How Companies Use It:

  • Donna Carpenter, chair of the board of directors and owner of Burlington, Vt.-based Burton Snowboards, responded to the Black Lives Matter movement recently as a leader of a “predominantly white company in a predominantly white sport, headquartered in one of the whitest states in the country” by telling a simple story that focused on her company’s values. She began by reminding her audience that inclusion has always been a core value of the company, citing some of their efforts toward the goal of greater diversity, including founding, supporting, and participating in a number of ongoing initiatives. Then she pivoted, noting that none of these efforts has been enough. She described the difficulty of the work ahead, and the fact that there are no quick fixes. Quoting researcher and author Brené Brown, she said, “Avoiding difficult conversations is the definition of privilege. I look forward to having difficult conversations and facing some harsh realities about ourselves and our industry. I also look forward to making real change.”
  • Siegel+Gale’s Global Brand Simplicity Index has been ranking more than 500 companies since 2010 on how simple or complex their service, products, or touch points are perceived by 15,000 global consumers. They find that the world’s “simplest” organizations have more loyal customers, can charge more, and have higher revenue than their more complex competitors. In the latest report, Netflix, grocery chain ALDI, and Google came out on top.
  • In addition to having managers provide feedback to their direct reports, U.K. hardware company Screwfix has employees give feedback to their managers on a bi-weekly basis.

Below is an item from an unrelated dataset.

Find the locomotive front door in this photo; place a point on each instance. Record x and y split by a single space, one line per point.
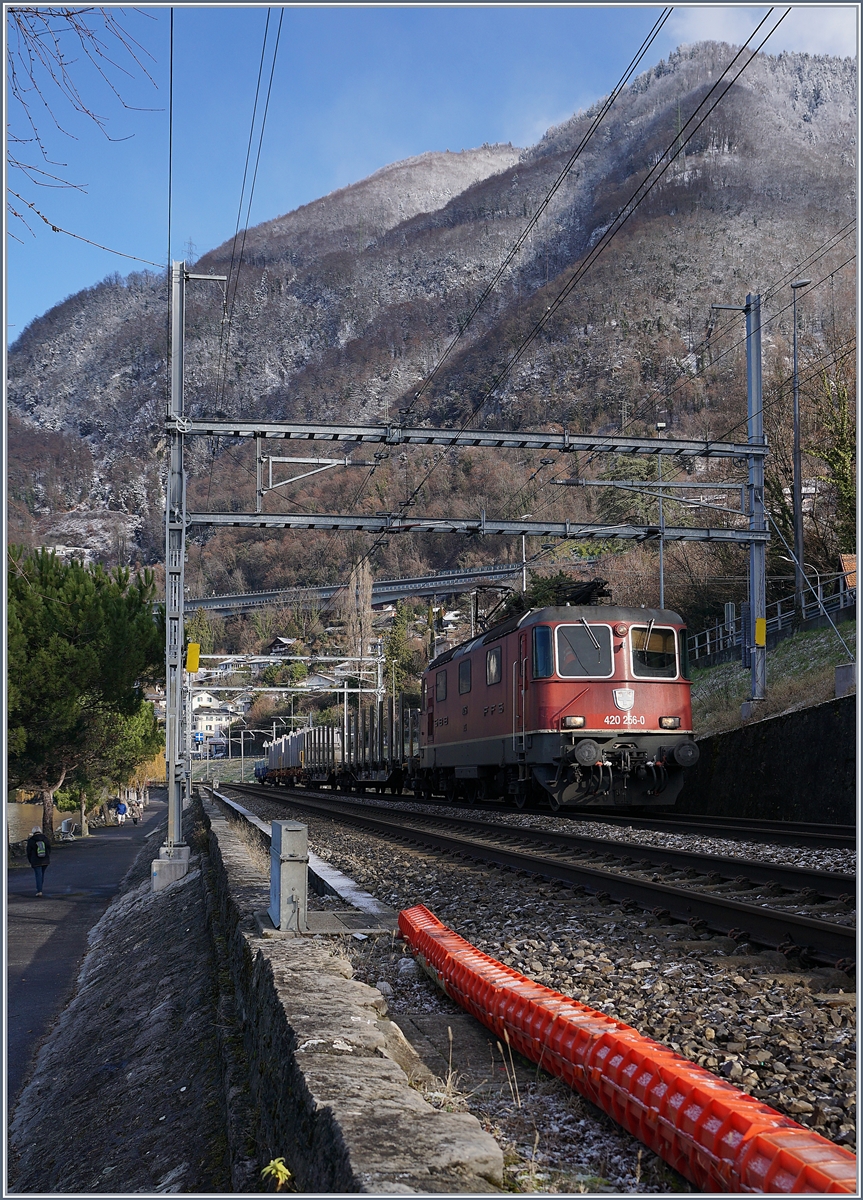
519 694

Honest opinions are encouraged, including those on business improvements that have resulted in employee-driven initiatives that improve the customer experience and create higher levels of engagement.

Additional Resources:

References:

  1. Stella Collins, Neuroscience for Learning and Development: How to Apply Neuroscience and Psychology for Improved Learning and Training, 2nd ed. (London: Kogan Page, 2019).
  2. Yoona Kang et al., “Effects of Self-Transcendence on Neural Responses to Persuasive Messages and Health Behavior Change,” Proceedings of the National Academy of Sciences, Sept. 17, 2018.
  3. Collins, Neuroscience for Learning and Development.
  4. Chip Heath and Dan Heath, Made to Stick: Why Some Ideas Survive and Others Die (New York: Random House, 2007).
  5. Tim Herrera, “How to — Literally — Sound More Confident and Persuasive,” Smarter Living, New York Times, Nov. 10, 2019.